Evaluation

This document describes how to configure and run evaluations on trained checkpoints.

Overview

Evaluations are configured in the evaluation section of the YAML config. Each evaluation is a Python script that receives a HuggingFace checkpoint path and writes results to a YAML file. Results are automatically logged to Weights & Biases.

evaluation:
  eval_on_load: true          # evaluate before training starts
  evaluations:
    - name: my-eval
      script: benchmark.py
      args:
        task-file: path/to/tasks.jsonl

Evaluations run after each training segment and (optionally) before training starts.

OLMES

OLMES is the recommended tool for standard LM benchmarks (ARC, HellaSwag, PIQA, etc.).

Installation

Install OLMES in its own virtual environment, separate from pretrain-experiments and OLMo/OLMo-Core. The dependencies can conflict, so keeping them isolated avoids version issues:

conda create -n olmes python=3.11
conda activate olmes
pip install olmes

Then set the OLMES_EXECUTABLE environment variable so pretrain-experiments can find it:

export OLMES_EXECUTABLE=$(which olmes)

Alternatively, pass the environment name via the environment config argument (pretrain-experiments will auto-detect the conda environment):

evaluations:
  - script: olmes.py
    args:
      task: arc_challenge::olmes
      split: test
      environment: olmes       # name of the conda/virtualenv

The OLMES_EXECUTABLE env var takes priority over the environment argument.

Configuration

evaluations:
  - name: arc_challenge
    script: olmes.py
    args:
      task: arc_challenge::olmes
      split: test
  - name: hellaswag
    script: olmes.py
    args:
      task: hellaswag::olmes
      split: validation

Any extra arguments are passed directly to the olmes CLI. The --metrics argument controls which metrics are extracted (default: ^primary_score$).

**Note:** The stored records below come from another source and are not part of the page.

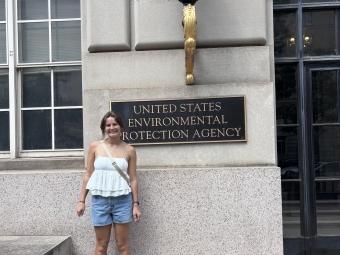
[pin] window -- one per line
(307, 83)
(45, 70)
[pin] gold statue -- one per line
(189, 25)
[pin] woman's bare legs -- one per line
(122, 232)
(102, 239)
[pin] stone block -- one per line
(166, 68)
(220, 23)
(107, 25)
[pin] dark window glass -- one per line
(37, 130)
(33, 42)
(287, 152)
(66, 45)
(284, 34)
(4, 90)
(319, 33)
(62, 9)
(291, 208)
(68, 129)
(67, 86)
(285, 1)
(4, 134)
(2, 10)
(326, 151)
(3, 47)
(286, 94)
(325, 93)
(31, 10)
(36, 87)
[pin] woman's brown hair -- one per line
(108, 115)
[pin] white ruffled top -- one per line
(106, 180)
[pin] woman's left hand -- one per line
(136, 212)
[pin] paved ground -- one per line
(28, 245)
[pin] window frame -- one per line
(14, 67)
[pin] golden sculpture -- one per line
(189, 24)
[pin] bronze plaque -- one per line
(198, 120)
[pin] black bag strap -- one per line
(120, 171)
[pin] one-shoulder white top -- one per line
(105, 179)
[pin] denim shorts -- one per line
(108, 210)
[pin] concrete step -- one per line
(35, 245)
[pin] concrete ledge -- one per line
(188, 211)
(42, 163)
(35, 245)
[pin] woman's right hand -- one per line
(80, 208)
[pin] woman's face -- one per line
(112, 128)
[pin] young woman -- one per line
(114, 196)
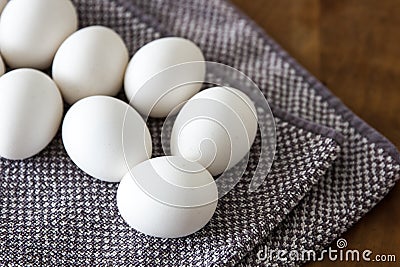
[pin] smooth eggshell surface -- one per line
(167, 197)
(2, 66)
(2, 4)
(216, 128)
(31, 110)
(92, 61)
(105, 137)
(153, 86)
(31, 31)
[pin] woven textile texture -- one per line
(330, 167)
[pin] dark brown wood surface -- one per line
(353, 47)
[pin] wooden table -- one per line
(353, 47)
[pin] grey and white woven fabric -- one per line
(330, 167)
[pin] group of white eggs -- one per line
(171, 196)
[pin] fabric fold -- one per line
(330, 167)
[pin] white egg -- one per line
(105, 137)
(2, 66)
(152, 88)
(31, 31)
(31, 110)
(216, 128)
(2, 4)
(92, 61)
(167, 197)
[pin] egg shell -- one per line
(31, 110)
(105, 137)
(92, 61)
(31, 31)
(2, 67)
(167, 197)
(153, 85)
(216, 128)
(2, 5)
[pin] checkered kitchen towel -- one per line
(330, 167)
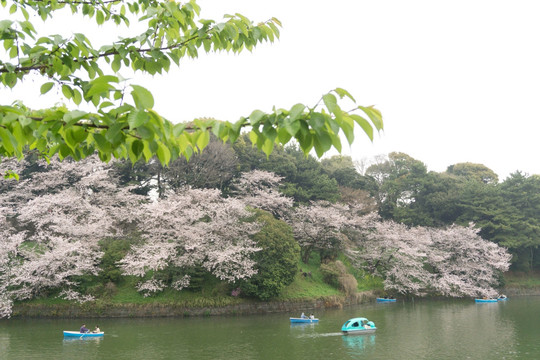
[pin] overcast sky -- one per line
(456, 81)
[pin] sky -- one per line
(456, 81)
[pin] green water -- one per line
(458, 329)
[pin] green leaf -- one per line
(374, 115)
(342, 93)
(292, 126)
(102, 143)
(203, 139)
(137, 148)
(66, 90)
(296, 111)
(256, 117)
(8, 141)
(137, 118)
(163, 154)
(142, 97)
(331, 103)
(46, 87)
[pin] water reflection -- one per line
(471, 331)
(358, 342)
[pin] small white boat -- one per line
(82, 335)
(358, 326)
(303, 320)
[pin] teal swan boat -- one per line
(303, 320)
(485, 300)
(385, 300)
(358, 326)
(78, 334)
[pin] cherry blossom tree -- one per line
(464, 264)
(193, 228)
(59, 212)
(318, 226)
(453, 261)
(10, 241)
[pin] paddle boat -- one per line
(303, 320)
(485, 300)
(73, 334)
(385, 300)
(358, 326)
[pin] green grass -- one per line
(216, 293)
(308, 287)
(522, 280)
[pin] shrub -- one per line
(277, 262)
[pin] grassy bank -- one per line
(214, 297)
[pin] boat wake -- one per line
(319, 335)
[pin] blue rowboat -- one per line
(303, 321)
(81, 335)
(358, 326)
(385, 300)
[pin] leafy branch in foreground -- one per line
(124, 123)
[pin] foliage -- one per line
(276, 262)
(122, 122)
(318, 228)
(336, 274)
(475, 172)
(190, 229)
(453, 261)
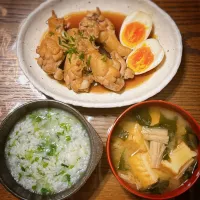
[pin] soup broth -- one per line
(154, 149)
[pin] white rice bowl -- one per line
(48, 151)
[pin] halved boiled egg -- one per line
(135, 29)
(145, 57)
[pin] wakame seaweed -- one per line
(157, 188)
(121, 165)
(190, 139)
(121, 133)
(170, 125)
(142, 116)
(188, 173)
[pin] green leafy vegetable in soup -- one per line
(154, 150)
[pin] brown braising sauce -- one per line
(117, 19)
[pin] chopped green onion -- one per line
(81, 56)
(104, 58)
(45, 164)
(34, 187)
(68, 138)
(65, 126)
(88, 60)
(64, 165)
(23, 169)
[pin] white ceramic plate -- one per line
(34, 27)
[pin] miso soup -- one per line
(154, 149)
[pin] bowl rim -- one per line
(95, 142)
(187, 184)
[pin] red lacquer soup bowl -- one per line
(196, 129)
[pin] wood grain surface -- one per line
(183, 90)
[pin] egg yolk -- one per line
(141, 59)
(133, 34)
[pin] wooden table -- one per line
(183, 90)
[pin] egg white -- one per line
(140, 17)
(156, 50)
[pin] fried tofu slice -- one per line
(178, 158)
(144, 175)
(155, 115)
(135, 135)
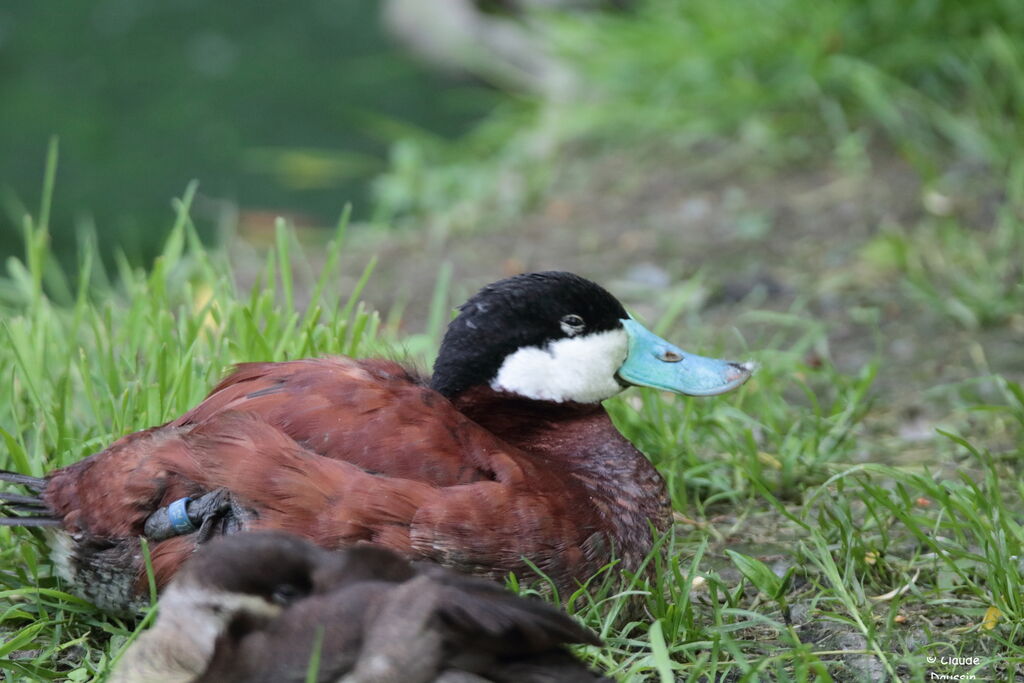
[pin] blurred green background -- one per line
(274, 108)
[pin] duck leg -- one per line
(215, 513)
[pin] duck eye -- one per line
(571, 325)
(286, 594)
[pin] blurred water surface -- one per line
(273, 107)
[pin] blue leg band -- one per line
(178, 516)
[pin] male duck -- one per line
(504, 454)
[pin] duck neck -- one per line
(584, 440)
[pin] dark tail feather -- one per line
(33, 501)
(34, 483)
(36, 511)
(29, 521)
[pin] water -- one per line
(280, 108)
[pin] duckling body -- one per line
(485, 468)
(252, 607)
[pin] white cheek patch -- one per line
(579, 369)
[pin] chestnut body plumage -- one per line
(505, 454)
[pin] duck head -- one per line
(556, 336)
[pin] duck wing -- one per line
(373, 414)
(485, 526)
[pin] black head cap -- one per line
(530, 309)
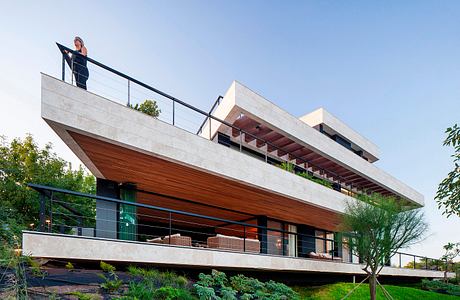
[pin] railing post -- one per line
(170, 226)
(241, 141)
(71, 75)
(50, 211)
(244, 239)
(129, 93)
(63, 66)
(79, 227)
(42, 213)
(266, 152)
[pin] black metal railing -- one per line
(69, 212)
(196, 127)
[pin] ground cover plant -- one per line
(218, 286)
(153, 284)
(339, 290)
(441, 287)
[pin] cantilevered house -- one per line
(250, 188)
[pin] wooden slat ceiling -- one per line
(285, 145)
(154, 174)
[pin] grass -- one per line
(339, 290)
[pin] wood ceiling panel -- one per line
(164, 177)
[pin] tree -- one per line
(452, 250)
(149, 107)
(448, 194)
(380, 226)
(22, 162)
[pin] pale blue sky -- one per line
(389, 69)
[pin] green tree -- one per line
(149, 107)
(22, 162)
(448, 194)
(380, 226)
(452, 250)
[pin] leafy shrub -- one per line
(205, 293)
(82, 296)
(154, 284)
(157, 279)
(217, 286)
(149, 107)
(170, 293)
(440, 287)
(277, 289)
(245, 284)
(111, 282)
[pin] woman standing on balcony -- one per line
(80, 70)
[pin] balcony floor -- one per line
(57, 246)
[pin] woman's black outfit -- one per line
(80, 70)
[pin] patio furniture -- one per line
(157, 240)
(177, 239)
(221, 241)
(324, 256)
(174, 239)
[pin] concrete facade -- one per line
(65, 107)
(322, 116)
(84, 248)
(241, 100)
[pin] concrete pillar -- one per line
(106, 212)
(262, 233)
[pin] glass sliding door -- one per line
(127, 226)
(292, 240)
(274, 238)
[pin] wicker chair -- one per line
(174, 239)
(233, 243)
(177, 239)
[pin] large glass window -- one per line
(324, 242)
(274, 238)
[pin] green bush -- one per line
(170, 293)
(111, 282)
(154, 284)
(217, 286)
(149, 107)
(157, 279)
(440, 287)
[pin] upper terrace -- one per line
(254, 126)
(188, 167)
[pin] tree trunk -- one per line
(372, 286)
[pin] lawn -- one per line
(339, 290)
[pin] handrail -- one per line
(63, 50)
(48, 191)
(42, 188)
(216, 103)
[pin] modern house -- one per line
(252, 188)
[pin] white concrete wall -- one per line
(74, 247)
(321, 115)
(255, 106)
(67, 107)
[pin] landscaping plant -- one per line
(448, 194)
(217, 286)
(380, 226)
(149, 107)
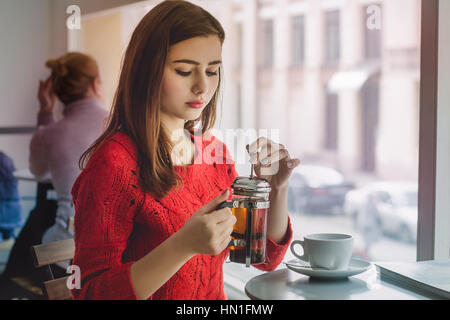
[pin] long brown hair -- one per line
(72, 75)
(135, 109)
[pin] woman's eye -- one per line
(185, 74)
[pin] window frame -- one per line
(433, 227)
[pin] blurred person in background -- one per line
(55, 149)
(10, 206)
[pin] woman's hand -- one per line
(272, 162)
(46, 97)
(208, 231)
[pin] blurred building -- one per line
(339, 78)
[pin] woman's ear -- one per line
(97, 87)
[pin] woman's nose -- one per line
(200, 85)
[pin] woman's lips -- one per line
(195, 105)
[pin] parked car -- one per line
(395, 206)
(317, 189)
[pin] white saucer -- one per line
(355, 267)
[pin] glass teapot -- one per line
(250, 205)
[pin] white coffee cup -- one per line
(331, 251)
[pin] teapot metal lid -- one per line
(251, 186)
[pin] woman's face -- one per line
(191, 74)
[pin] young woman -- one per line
(146, 225)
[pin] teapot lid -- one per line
(251, 186)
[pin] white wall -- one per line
(31, 31)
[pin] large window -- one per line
(332, 37)
(267, 27)
(298, 40)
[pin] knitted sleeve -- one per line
(105, 204)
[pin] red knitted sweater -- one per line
(116, 223)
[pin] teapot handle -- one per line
(226, 204)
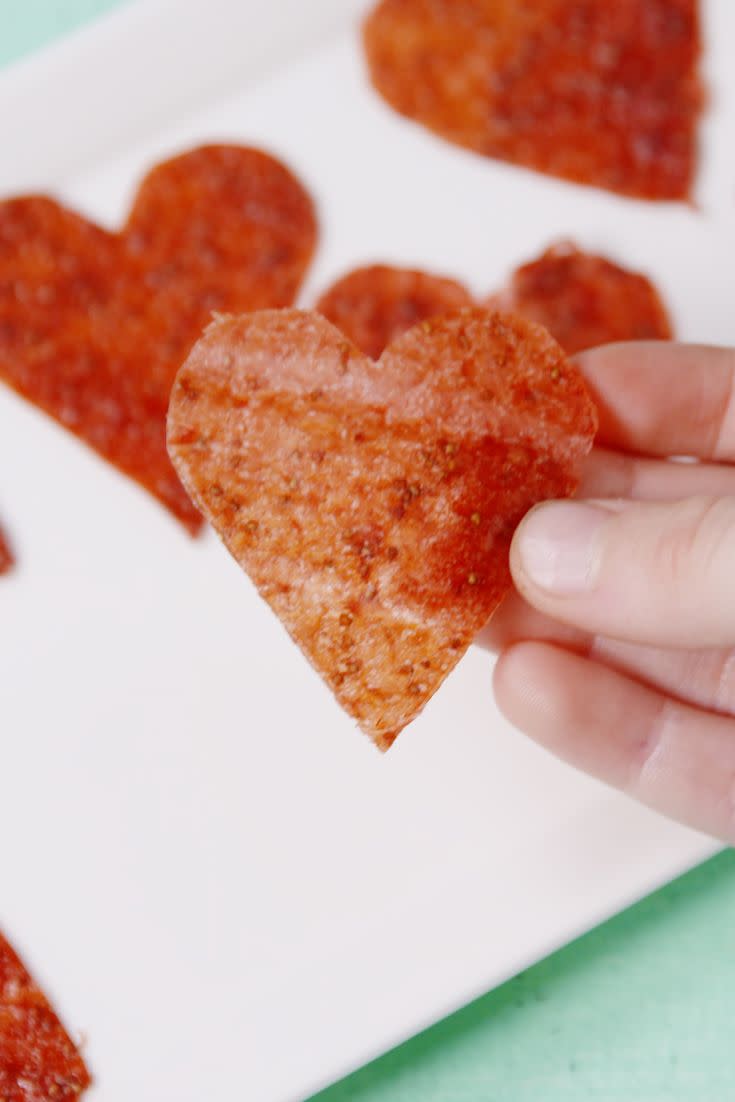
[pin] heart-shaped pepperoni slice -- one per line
(94, 325)
(598, 92)
(376, 304)
(585, 300)
(38, 1060)
(373, 504)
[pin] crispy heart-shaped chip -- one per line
(374, 305)
(585, 300)
(38, 1059)
(94, 325)
(6, 553)
(597, 92)
(373, 504)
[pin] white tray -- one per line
(217, 878)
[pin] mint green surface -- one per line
(641, 1009)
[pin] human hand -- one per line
(618, 648)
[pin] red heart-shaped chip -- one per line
(38, 1060)
(585, 300)
(94, 325)
(598, 92)
(373, 504)
(6, 553)
(376, 304)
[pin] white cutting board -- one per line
(220, 883)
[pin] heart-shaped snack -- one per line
(94, 325)
(374, 305)
(6, 554)
(38, 1059)
(582, 299)
(373, 504)
(585, 300)
(598, 92)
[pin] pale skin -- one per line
(617, 650)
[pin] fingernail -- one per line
(559, 546)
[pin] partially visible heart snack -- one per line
(94, 325)
(376, 304)
(38, 1059)
(6, 554)
(598, 92)
(585, 300)
(373, 504)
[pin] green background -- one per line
(641, 1008)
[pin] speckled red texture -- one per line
(38, 1059)
(94, 325)
(373, 504)
(597, 92)
(585, 300)
(376, 304)
(7, 559)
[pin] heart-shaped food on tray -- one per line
(374, 305)
(373, 504)
(6, 553)
(584, 300)
(38, 1059)
(94, 325)
(598, 92)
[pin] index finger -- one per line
(659, 398)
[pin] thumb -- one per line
(660, 574)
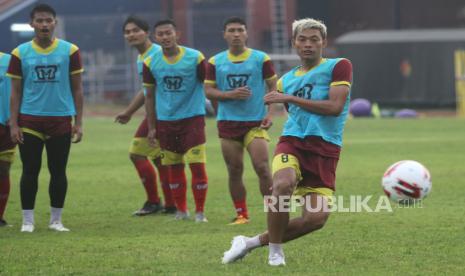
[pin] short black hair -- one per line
(139, 22)
(234, 19)
(42, 8)
(164, 22)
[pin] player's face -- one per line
(235, 35)
(134, 35)
(166, 36)
(309, 44)
(44, 24)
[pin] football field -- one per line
(104, 190)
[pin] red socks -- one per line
(178, 185)
(199, 185)
(177, 180)
(4, 192)
(241, 208)
(148, 177)
(165, 184)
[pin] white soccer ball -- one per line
(407, 181)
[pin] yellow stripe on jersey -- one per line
(148, 84)
(77, 71)
(240, 58)
(266, 58)
(141, 57)
(272, 77)
(201, 58)
(300, 72)
(15, 52)
(177, 58)
(14, 76)
(336, 83)
(279, 85)
(47, 50)
(73, 49)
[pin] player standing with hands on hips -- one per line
(46, 95)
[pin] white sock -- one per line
(252, 243)
(55, 214)
(276, 248)
(28, 216)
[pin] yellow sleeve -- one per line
(279, 85)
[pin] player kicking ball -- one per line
(317, 96)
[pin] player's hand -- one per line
(240, 93)
(76, 133)
(122, 118)
(151, 137)
(267, 122)
(275, 97)
(16, 135)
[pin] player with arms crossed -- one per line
(237, 79)
(175, 104)
(136, 33)
(317, 95)
(7, 147)
(46, 93)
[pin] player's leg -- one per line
(139, 150)
(196, 157)
(30, 152)
(170, 206)
(4, 187)
(256, 142)
(177, 181)
(57, 148)
(233, 154)
(7, 150)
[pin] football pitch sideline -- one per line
(104, 190)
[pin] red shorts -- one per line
(235, 130)
(5, 139)
(46, 125)
(143, 129)
(317, 159)
(181, 135)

Results are logged to W&B under keys like olmes/{task_name}.

Built-in Evaluation Scripts

All scripts follow the same interface (see Writing Custom Scripts below). They live in pretrain_experiments/evaluation/ and pretrain_experiments/evaluation/train-once-answer-all/.

benchmark.py

Ranked classification evaluation using logprobs.

- script: benchmark.py
  args:
    task-file: olmes_arc_easy_test.jsonl
    norm: none                 # "none", "char", or "mixed"

perplexity.py

Cross-entropy loss and perplexity on a set of sequences.

- script: perplexity.py
  args:
    task-file: path/to/sequences.jsonl
    key: prompt                # field to extract from JSONL dicts

Input can be JSONL with token ID lists, plain strings, or dictionaries. Metrics: cross_entropy_loss, perplexity.

fictional_knowledge.py

Evaluates acquisition of fictional knowledge via generation probability, accuracy, and Levenshtein distance.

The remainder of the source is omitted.